Jul 22, 2011 14:01 GMT  ·  By

Google Places is getting an overhaul. It's part of the major redesign that is sweeping across all of Google's products and started with Google+. But there's more to it that a visual revamp, the new Google Places also comes with a few changes, the biggest of which is the removal of third-party reviews.

If you visit a place page on Google, you'll notice that it adopted the same visual style now found on several Google products, including the flagship Google+ and the search engine.

Google Maps was one of the first to switch to the new design so it makes sense that Places do the same. The now familiar elements are visible throughout, the grayed out header, the skinned buttons and so on.

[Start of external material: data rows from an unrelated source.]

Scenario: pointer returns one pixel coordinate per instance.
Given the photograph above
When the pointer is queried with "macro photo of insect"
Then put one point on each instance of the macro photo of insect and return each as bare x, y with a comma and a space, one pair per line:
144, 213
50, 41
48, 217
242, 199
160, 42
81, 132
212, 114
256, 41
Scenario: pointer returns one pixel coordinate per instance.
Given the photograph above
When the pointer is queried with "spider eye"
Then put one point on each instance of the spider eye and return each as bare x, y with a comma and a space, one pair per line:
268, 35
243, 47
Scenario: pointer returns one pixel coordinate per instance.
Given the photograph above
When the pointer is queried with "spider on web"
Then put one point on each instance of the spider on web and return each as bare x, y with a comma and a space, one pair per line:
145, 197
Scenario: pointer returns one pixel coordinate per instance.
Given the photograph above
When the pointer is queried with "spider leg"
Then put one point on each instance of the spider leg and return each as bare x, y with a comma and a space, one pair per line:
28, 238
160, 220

"Making constant tweaks and adjustments to our user interfaces and overall user experience have always been the norm at Google, and you may have recently heard about our renewed effort across all Google products to make the user experience more focused, elastic and effortless," Avni Shah, director of Product Management at Google, wrote.

"Changes have already started to appear on Google Maps, and we’ve now simplified our Place pages across desktop and mobile devices as well," he announced.

Google wanted to make it clearer and easier for users to add photos for the places they like, so there is now a much more prominently placed Upload Photo button.

At the same time, Google wants more people writing about their experience at various places, so it also placed a hard-to-miss "Write a Review" button. This feature is based on Hotpot, the experimental product Google launched last fall and which was later rolled into Places.

With more reviews from Google users, the company has decided, no doubt thanks to a lot of pressure from those affected, to no longer display snippets of reviews from various websites.

Instead, it will rely solely on its own data, but it still links to third-party sites that have reviews for the place. This is something that Yelp and others have been arguing with Google over for months now, but it should be very interesting to see the effect the move has on those sites.

Because those sites would much rather have Google pay for the snippets than have any trace of them removed from places which will certainly lead to a drop in traffic.